Branding is not a passing fad. In fact, the process of identifying what differentiates you from your competition has been part of job search, career marketing and resume development for decades. What is personal branding, really? Simply put, branding in job search is a way to uncover, define, and communicate your unique ROI (Return on Investment) value to your target employers, based on their needs.
Understand first that we all already have a personal brand or reputation. Everyone is known for their own unique set of strengths, passions and characteristics, those things that drive us at work and in life. Maybe you haven’t thought about the defining attributes that differentiate you from everyone else? Spend some time uncovering your personal brand. Have the courage to embrace the things that make you unique.

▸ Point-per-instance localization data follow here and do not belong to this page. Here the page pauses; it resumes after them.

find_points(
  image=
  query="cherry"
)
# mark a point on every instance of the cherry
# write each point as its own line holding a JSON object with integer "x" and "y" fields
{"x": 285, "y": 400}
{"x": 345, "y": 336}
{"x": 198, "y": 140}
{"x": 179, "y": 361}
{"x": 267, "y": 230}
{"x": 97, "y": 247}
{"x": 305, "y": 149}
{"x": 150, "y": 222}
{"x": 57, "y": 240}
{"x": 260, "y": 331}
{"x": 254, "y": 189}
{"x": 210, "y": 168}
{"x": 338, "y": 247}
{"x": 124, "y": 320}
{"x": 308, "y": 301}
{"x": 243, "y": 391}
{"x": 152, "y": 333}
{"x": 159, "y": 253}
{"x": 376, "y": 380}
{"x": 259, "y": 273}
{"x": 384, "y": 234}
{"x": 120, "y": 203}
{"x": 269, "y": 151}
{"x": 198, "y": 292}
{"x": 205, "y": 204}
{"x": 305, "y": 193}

What distinguishes you from your peers is exactly the message that will hit home with the decision makers you are trying to influence.
If you are not actually an expert in your field, do not mislead people in your brand messaging. When push comes to shove, you will not be able to live up to the expectation and then you will have blemished your reputation by bragging embellished claims. You may call branding “boasting about yourself,” but it is really all about being truthful about the best you have to offer. If you have accomplished great things, you would be prudent to let your target employers know about it, without exaggeration.
To put your brand to work for you in your job search, you will need to pull together all the pieces that make up your value proposition in the marketplace. A vibrant personal brand statement makes it that much easier for those considering you to get an indication of whether you will be a suitable fit for their organization.
Your personal brand statement should become part of your online and offline career marketing communications, at the top of your resume or career bio and in your online profiles. And do not forget to “brand-charge” your email signature by including a condensed version as a tagline.
Take the time to do the authentic branding work and bring out the personal. Don’t be afraid to be you, generate chemistry and differentiate yourself in your resume, LinkedIn profile and all other career marketing communications. Emphasize the things that make you the best hiring choice for your target employers. Distinction captures attention and resonates much better than likeness ever will.